Washington, D.C. — Today, the Center for American Progress released a new issue brief looking at what governors are doing to support state early childhood programs. The state-by-state analysis finds that 32 governors and the mayor of Washington, D.C., have proposed more than $2.93 billion in new funding for state child care, preschool, and home visiting programs. The sum is similar in scale to the additional early childhood funding included in last year’s appropriations deal passed by Congress. Key findings from the report include:
- Nationwide, children under the age of 6 would benefit from $123 per child in additional funding for early childhood programs.
- Fifteen governors proposed funding increases in excess of $100 per child under age 6. Seventeen governors requested $0 in additional funding for early childhood programs.
- States proposing the largest per-child funding increases, include Washington, D.C., ($1,014.87) Colorado ($595.30), California ($556.95), New Mexico ($424.24), and Oregon ($402.45).
- Preschool programs accounted for the bulk of proposed funding increases—with smaller requests for infant and toddler child care and home visiting programs.
The brief comes the same week that Washington Gov. Jay Inslee (D) signed H.B. 1344, which sets a goal of capping child care expenses at 7 percent of a family’s income by 2025. The bill is a first-of-its-kind piece of legislation at the state level and mirrors the income cap that would be established under the Child Care for Working Families Act, the leading child care affordability bill in Congress.
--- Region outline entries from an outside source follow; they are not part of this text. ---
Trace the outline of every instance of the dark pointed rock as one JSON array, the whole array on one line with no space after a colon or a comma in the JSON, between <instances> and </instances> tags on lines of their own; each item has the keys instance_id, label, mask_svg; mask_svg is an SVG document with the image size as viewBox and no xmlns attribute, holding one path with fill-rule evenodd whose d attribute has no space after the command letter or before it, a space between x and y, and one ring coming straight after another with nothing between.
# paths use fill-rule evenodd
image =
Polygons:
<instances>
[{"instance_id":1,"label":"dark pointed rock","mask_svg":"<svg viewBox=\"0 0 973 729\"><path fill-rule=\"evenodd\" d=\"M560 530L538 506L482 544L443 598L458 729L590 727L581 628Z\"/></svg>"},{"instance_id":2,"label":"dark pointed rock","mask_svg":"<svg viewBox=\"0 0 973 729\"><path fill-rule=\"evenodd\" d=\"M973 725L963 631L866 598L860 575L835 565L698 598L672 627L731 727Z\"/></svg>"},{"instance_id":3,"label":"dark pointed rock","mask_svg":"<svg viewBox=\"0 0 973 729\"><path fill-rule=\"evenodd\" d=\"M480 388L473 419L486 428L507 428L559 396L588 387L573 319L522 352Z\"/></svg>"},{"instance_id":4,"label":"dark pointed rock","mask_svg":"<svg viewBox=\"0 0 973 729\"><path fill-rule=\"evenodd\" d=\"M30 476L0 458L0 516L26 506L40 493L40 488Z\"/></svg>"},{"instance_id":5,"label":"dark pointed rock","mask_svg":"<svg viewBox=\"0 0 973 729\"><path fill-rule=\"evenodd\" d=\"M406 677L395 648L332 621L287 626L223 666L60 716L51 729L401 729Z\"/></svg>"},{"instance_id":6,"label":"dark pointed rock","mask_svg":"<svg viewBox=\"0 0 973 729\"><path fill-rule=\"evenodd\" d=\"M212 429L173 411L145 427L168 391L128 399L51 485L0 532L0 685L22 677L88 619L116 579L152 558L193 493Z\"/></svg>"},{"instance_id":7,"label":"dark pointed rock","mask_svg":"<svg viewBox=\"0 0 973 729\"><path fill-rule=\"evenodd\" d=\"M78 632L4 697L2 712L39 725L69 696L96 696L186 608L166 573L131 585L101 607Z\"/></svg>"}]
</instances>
“In making this funding a priority, governors are sending a loud and clear message to state legislatures and Congress that the days of underfunding early childhood programs need to end,” said Simon Workman, director of Early Childhood Policy at CAP. “Adequately funding these programs is critical to help families afford child care expenses, keep parents in the workforce, and ensure providers are paid livable wages.”